The Hybrid Setup That Actually Wins

Don't pick one model. That's the wrong frame. The right architecture is a model stack — each layer optimized for its job.

The Kade Stack™ — Recommended OpenClaw Model Architecture

🧠

Default / Orchestrator: Claude Sonnet 4.6

All complex reasoning, sub-agent planning, coding, research. Your daily driver.

Real-Time / News: Grok 3

Morning briefs, market monitoring, X/Twitter tracking. Anything that needs today's data.

Large Documents: Gemini 2.5 Pro

Weekly data exports, long PDF analysis, massive email thread summarization.

🦙

Bulk / Private: Ollama (Llama 3.3 70B)

High-volume classification, sensitive data, offline tasks. Zero API cost.

With this stack, you get frontier reasoning where it matters, real-time data when you need it, a cost-effective path for large context, and a private local fallback for sensitive work. Monthly API cost for a heavy-use setup: roughly $15–40. Compare that to $200/month for a single ChatGPT Pro subscription that doesn't let you run cron jobs, customize behavior, or wire in your own tools.

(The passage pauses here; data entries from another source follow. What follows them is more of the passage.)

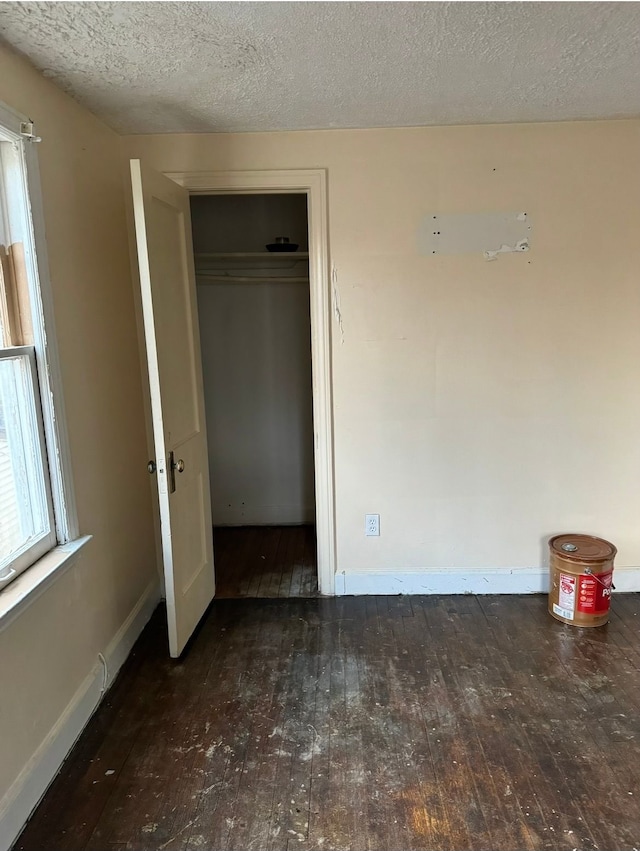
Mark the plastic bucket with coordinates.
[549,535,617,626]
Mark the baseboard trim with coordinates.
[0,578,160,851]
[336,567,640,596]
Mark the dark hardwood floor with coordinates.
[213,526,318,598]
[15,594,640,851]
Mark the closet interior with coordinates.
[191,194,317,597]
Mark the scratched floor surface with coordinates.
[15,595,640,851]
[213,525,318,598]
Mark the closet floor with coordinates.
[213,525,318,598]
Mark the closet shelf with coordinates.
[195,251,309,261]
[196,272,309,284]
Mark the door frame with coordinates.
[164,169,336,596]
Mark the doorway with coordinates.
[190,192,318,597]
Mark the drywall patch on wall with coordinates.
[418,212,531,260]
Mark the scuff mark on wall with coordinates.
[482,239,529,260]
[418,212,531,260]
[331,264,344,345]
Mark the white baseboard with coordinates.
[0,579,160,851]
[336,567,640,597]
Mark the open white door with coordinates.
[131,160,215,657]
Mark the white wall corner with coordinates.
[336,567,640,596]
[0,577,160,851]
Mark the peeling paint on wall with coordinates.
[331,265,344,345]
[418,212,531,260]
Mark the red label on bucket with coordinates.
[578,570,613,615]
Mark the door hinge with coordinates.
[20,119,42,142]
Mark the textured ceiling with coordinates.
[0,2,640,133]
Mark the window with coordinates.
[0,105,77,589]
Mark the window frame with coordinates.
[0,102,81,600]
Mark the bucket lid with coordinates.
[549,534,618,561]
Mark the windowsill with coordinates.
[0,535,92,632]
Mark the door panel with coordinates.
[131,160,215,657]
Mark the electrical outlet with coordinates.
[364,514,380,536]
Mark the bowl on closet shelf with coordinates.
[266,236,298,251]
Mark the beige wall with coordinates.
[0,50,156,820]
[124,121,640,572]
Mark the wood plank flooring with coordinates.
[15,594,640,851]
[213,526,318,598]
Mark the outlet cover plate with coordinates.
[364,514,380,538]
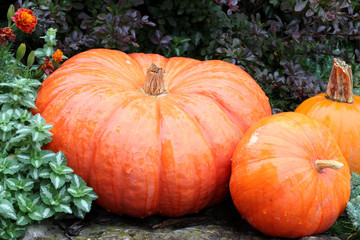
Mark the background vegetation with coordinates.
[0,0,360,239]
[1,0,360,111]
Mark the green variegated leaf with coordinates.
[5,178,19,191]
[16,194,34,213]
[9,134,26,143]
[3,160,23,175]
[21,179,35,192]
[0,93,11,104]
[29,168,40,180]
[16,127,34,135]
[31,155,43,168]
[28,210,44,221]
[54,203,72,214]
[50,173,66,189]
[56,152,66,166]
[39,205,55,219]
[39,168,51,178]
[40,185,56,205]
[73,207,86,219]
[16,153,30,164]
[16,215,32,226]
[19,98,36,109]
[0,199,17,220]
[74,198,91,212]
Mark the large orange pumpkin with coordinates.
[35,49,271,217]
[295,58,360,174]
[230,113,350,238]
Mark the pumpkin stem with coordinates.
[315,160,344,172]
[325,58,354,103]
[143,63,167,96]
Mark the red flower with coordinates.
[39,56,55,75]
[11,8,37,33]
[52,49,63,63]
[0,27,15,46]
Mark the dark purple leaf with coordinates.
[340,0,351,8]
[113,16,120,26]
[316,26,326,32]
[71,3,84,9]
[78,12,92,19]
[326,11,335,21]
[305,9,314,17]
[294,0,308,12]
[106,13,112,24]
[97,13,106,20]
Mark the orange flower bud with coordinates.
[38,56,55,75]
[52,49,63,63]
[0,27,15,47]
[11,8,37,33]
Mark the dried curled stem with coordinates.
[315,160,344,172]
[325,58,354,103]
[143,63,167,96]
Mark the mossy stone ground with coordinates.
[22,201,340,240]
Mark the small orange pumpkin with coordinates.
[230,113,350,238]
[295,58,360,174]
[34,49,271,217]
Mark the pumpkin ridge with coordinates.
[186,92,244,137]
[91,92,153,214]
[164,95,218,212]
[62,49,143,88]
[158,97,215,216]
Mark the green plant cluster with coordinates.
[0,32,97,239]
[346,173,360,232]
[10,0,360,112]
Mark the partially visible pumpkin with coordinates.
[295,58,360,174]
[34,49,271,217]
[230,113,350,238]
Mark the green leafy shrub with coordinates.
[12,0,360,111]
[0,7,97,239]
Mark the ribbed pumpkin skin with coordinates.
[295,93,360,174]
[34,49,271,217]
[230,113,350,238]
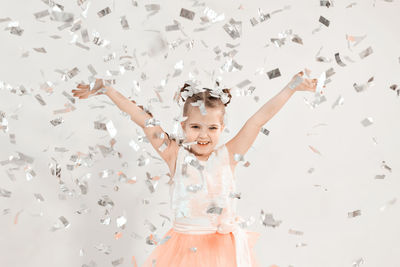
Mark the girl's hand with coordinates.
[71,79,107,99]
[287,71,325,94]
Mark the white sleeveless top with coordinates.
[170,144,251,267]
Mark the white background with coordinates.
[0,0,400,267]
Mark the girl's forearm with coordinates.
[249,86,295,127]
[105,86,152,128]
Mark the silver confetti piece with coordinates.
[381,161,392,172]
[33,193,44,202]
[95,243,111,255]
[67,67,79,79]
[35,94,46,106]
[361,117,373,127]
[207,205,223,215]
[380,198,397,211]
[260,127,269,135]
[100,217,111,225]
[186,184,203,193]
[50,117,64,126]
[318,16,329,27]
[229,192,242,199]
[58,216,70,228]
[179,8,195,20]
[97,7,111,18]
[288,75,304,90]
[260,210,282,227]
[111,258,124,266]
[33,47,47,53]
[116,216,127,228]
[351,258,364,267]
[144,4,160,11]
[267,68,281,79]
[236,79,251,89]
[347,210,361,218]
[332,96,344,109]
[289,229,303,235]
[292,34,303,45]
[81,29,90,43]
[223,18,242,39]
[0,187,11,197]
[145,179,156,193]
[335,53,346,67]
[359,46,374,59]
[353,77,374,92]
[120,16,129,30]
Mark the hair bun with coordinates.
[179,83,190,102]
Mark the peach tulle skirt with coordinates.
[143,228,260,267]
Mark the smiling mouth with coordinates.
[197,141,210,146]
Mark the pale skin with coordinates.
[72,72,325,177]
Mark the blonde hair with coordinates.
[179,83,232,121]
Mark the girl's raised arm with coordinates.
[226,72,318,168]
[72,79,178,169]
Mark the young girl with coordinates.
[72,72,325,267]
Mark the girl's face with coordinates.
[181,107,224,157]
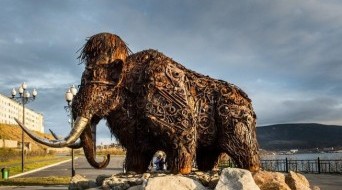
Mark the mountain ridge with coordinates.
[257,123,342,151]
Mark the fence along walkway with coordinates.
[219,157,342,174]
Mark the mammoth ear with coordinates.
[109,59,123,83]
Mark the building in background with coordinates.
[0,94,44,133]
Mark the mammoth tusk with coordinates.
[49,129,82,149]
[14,117,89,148]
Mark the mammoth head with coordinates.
[16,33,131,168]
[73,33,131,119]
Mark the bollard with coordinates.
[1,168,9,179]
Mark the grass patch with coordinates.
[0,176,71,186]
[0,156,70,176]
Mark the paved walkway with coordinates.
[0,156,342,190]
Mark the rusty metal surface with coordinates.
[27,33,260,174]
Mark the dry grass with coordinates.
[0,124,53,151]
[0,176,70,186]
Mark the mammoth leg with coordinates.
[220,122,260,172]
[170,131,196,174]
[80,119,110,169]
[125,149,153,173]
[196,147,220,171]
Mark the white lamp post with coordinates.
[64,85,77,177]
[11,82,38,172]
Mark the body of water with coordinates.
[261,152,342,160]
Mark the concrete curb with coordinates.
[9,157,78,179]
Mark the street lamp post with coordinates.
[64,85,77,177]
[11,82,38,172]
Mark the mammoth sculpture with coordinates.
[17,33,260,174]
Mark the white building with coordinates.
[0,94,44,133]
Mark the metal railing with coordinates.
[219,157,342,174]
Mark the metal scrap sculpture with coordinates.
[16,33,259,174]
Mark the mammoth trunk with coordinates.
[80,121,110,169]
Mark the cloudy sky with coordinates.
[0,0,342,143]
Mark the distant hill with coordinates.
[257,123,342,150]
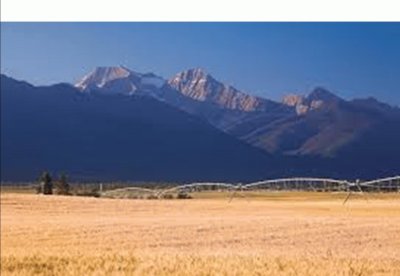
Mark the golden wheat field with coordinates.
[1,193,400,275]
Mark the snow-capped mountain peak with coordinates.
[75,66,165,95]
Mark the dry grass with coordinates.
[1,193,400,275]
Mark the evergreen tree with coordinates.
[56,173,70,195]
[40,172,53,195]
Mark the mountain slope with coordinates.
[1,76,284,181]
[230,88,400,160]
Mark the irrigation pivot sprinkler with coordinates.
[343,179,368,205]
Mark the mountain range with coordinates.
[1,66,400,182]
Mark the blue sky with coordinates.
[1,22,400,105]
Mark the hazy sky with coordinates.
[1,23,400,105]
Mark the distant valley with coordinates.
[1,66,400,182]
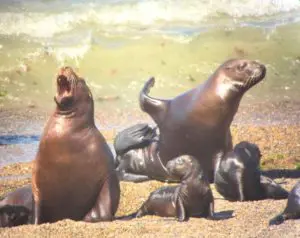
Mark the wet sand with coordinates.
[0,101,300,237]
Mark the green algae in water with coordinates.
[0,90,7,98]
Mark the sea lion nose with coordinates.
[57,66,74,79]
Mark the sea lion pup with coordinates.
[140,59,266,181]
[0,185,33,227]
[0,205,31,227]
[269,181,300,225]
[132,156,214,221]
[214,141,288,201]
[32,67,120,224]
[114,123,179,182]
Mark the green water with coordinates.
[0,23,300,112]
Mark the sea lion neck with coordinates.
[53,100,95,128]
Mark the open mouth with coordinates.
[57,75,71,95]
[54,67,76,111]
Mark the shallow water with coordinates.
[0,0,300,109]
[0,0,300,166]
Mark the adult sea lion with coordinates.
[269,181,300,225]
[0,185,33,227]
[32,67,120,224]
[114,123,179,182]
[140,59,266,180]
[214,141,288,201]
[135,156,214,221]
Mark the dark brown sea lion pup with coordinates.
[32,67,120,224]
[0,186,33,227]
[135,156,214,221]
[214,141,288,201]
[114,123,179,182]
[269,181,300,225]
[140,59,266,180]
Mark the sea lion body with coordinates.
[140,60,266,180]
[214,141,288,201]
[114,123,178,182]
[0,186,33,227]
[32,67,120,224]
[269,181,300,225]
[136,156,214,221]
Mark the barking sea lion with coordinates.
[32,67,120,224]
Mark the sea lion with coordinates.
[135,156,214,221]
[0,185,33,227]
[114,123,179,182]
[140,59,266,181]
[214,141,288,201]
[269,181,300,225]
[32,67,120,224]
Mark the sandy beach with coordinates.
[0,104,300,237]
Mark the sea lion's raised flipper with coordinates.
[260,175,289,199]
[140,77,169,125]
[114,123,157,155]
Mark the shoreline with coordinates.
[0,98,300,238]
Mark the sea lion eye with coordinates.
[177,158,183,165]
[237,62,247,71]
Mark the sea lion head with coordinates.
[216,59,266,99]
[54,67,93,114]
[166,155,198,179]
[233,141,262,166]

Final Recommendations: By Use Case

Coding & debugging

Claude Sonnet 4.6

Best tool-use, extended thinking

Research & summarization

Claude Sonnet 4.6

Coherent over long contexts

Market / crypto monitoring

Grok 3

Native real-time data access

Large file analysis (>100K)

Gemini 2.5 Pro

1M context, cheaper per token

Email sorting / classification

Ollama (Llama 3.3)

Free, fast, good enough

Privacy-sensitive tasks

Ollama (any local)

Data never leaves your machine

Structured JSON output

GPT-4.1 or Claude

Both excel at schema adherence

Complex agent orchestration

Claude Sonnet 4.6

ARC-AGI-3 leader, best sub-agent reliability

The Bottom Line

ARC-AGI-3 is a wake-up call: not all AI models are equally capable, and the gap is widening, not narrowing. If your OpenClaw agent has been running on a single model since setup, now is the time to reassess. The multi-provider approach costs nothing extra to configure — you're just routing different task types to different backends.

The real unlock is that OpenClaw separates the agent runtime from the inference layer. You get to pick the best tool for each job, not the best tool overall. In 2026, that distinction matters more than ever.